11. Learned counsel for the petitioners have cited many judgments of the CEGAT in support of his arguments that such a credit should be allowed. One judgment has also been filed in support of the contention raised by the learned Standing Counsel for the Government of India. But in view of the clear provisions contained in clause (ii) of Rule 57H we may not discuss those judgments which although are not a precedent for this Court, but have a persuasive value.

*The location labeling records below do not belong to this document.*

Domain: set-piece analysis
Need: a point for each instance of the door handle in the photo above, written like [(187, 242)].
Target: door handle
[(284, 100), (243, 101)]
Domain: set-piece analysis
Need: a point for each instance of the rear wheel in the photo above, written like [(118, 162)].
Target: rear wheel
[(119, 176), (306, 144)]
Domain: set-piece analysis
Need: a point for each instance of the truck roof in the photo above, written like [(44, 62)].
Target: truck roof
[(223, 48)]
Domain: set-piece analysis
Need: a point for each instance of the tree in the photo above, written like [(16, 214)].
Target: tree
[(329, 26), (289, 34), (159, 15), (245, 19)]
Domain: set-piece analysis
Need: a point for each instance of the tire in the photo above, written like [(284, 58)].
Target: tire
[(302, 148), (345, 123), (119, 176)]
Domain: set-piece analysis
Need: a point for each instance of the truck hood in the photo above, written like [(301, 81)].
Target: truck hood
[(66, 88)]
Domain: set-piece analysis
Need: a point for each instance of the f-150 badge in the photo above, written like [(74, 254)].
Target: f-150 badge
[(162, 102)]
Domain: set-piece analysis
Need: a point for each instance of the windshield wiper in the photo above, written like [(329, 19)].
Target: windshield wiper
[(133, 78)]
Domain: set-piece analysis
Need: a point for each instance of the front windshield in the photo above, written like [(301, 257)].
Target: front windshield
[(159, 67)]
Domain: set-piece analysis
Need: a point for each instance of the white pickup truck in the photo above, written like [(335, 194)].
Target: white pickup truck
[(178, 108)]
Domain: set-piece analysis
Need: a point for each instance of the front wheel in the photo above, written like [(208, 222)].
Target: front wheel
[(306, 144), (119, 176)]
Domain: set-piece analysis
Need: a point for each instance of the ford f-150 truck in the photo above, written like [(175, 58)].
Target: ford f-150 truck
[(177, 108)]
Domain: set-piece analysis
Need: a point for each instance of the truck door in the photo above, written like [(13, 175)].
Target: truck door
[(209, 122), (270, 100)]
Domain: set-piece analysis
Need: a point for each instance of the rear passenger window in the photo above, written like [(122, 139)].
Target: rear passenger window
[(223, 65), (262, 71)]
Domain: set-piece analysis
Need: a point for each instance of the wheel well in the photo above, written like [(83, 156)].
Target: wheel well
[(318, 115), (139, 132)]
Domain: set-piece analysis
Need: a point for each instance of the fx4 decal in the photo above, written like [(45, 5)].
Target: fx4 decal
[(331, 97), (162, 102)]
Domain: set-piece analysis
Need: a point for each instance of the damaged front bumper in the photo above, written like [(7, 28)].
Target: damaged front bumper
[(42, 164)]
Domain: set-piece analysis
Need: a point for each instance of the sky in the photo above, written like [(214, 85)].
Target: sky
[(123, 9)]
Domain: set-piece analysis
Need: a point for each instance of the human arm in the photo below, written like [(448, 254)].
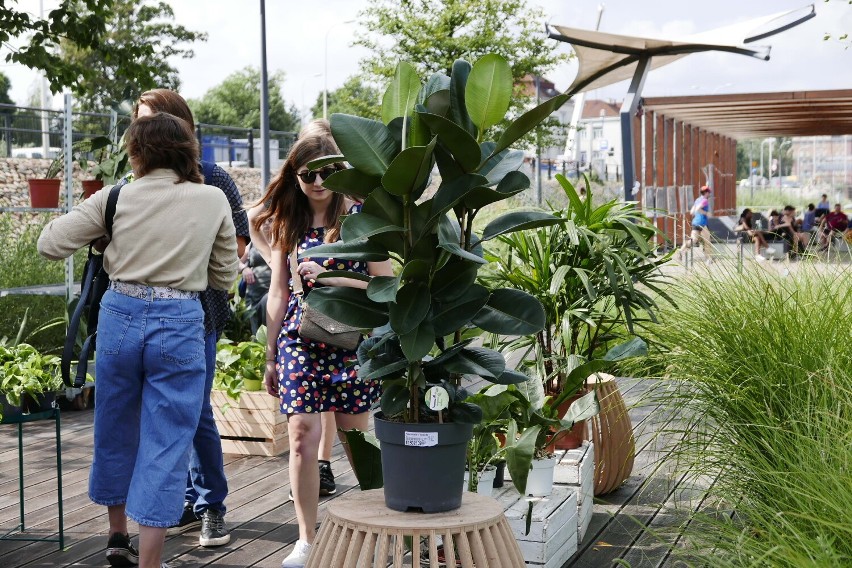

12. As a result of the aforesaid discussion we hold that the order impugned passed by the Assistant Collector, Central Excise, Indore dated 9/11-4-1991 (Annexure-P4) disallowing the credit to the petitioners for the inputs received in the factory and used for production of the goods which were cleared from the petitioners' factory on or after 1st March, 1987, is erroneous. The order of the Assistant Collector is, therefore, quashed to that extent. Instead it is directed that the credit for the inputs used for manufacturing goods cleared from the factory on 1st March, 1987 and thereafter shall be given to the petitioners. As a sufficiently long period has already elapsed, we further direct that the credit for the inputs as contained in sub-clause (ii) of Rule 57H of the Rules shall be given to the petitioners on the strength of their declaration and the details of the inputs filed by them after taking an undertaking from the petitioners that in case on verification if any part of the statement is found to be factually incorrect, they shall be liable to repay the sum. The verification has to be made on the basis of the record which is already with the Department and which may also be available with the manufacturers. The verification may be completed within a period of one month from the date of this order.

13. The petitions are allowed with the aforesaid direction. In the circumstances there shall be no order as to costs. Security cost, if any, deposited by the petitioners shall be refunded to them, after due verification.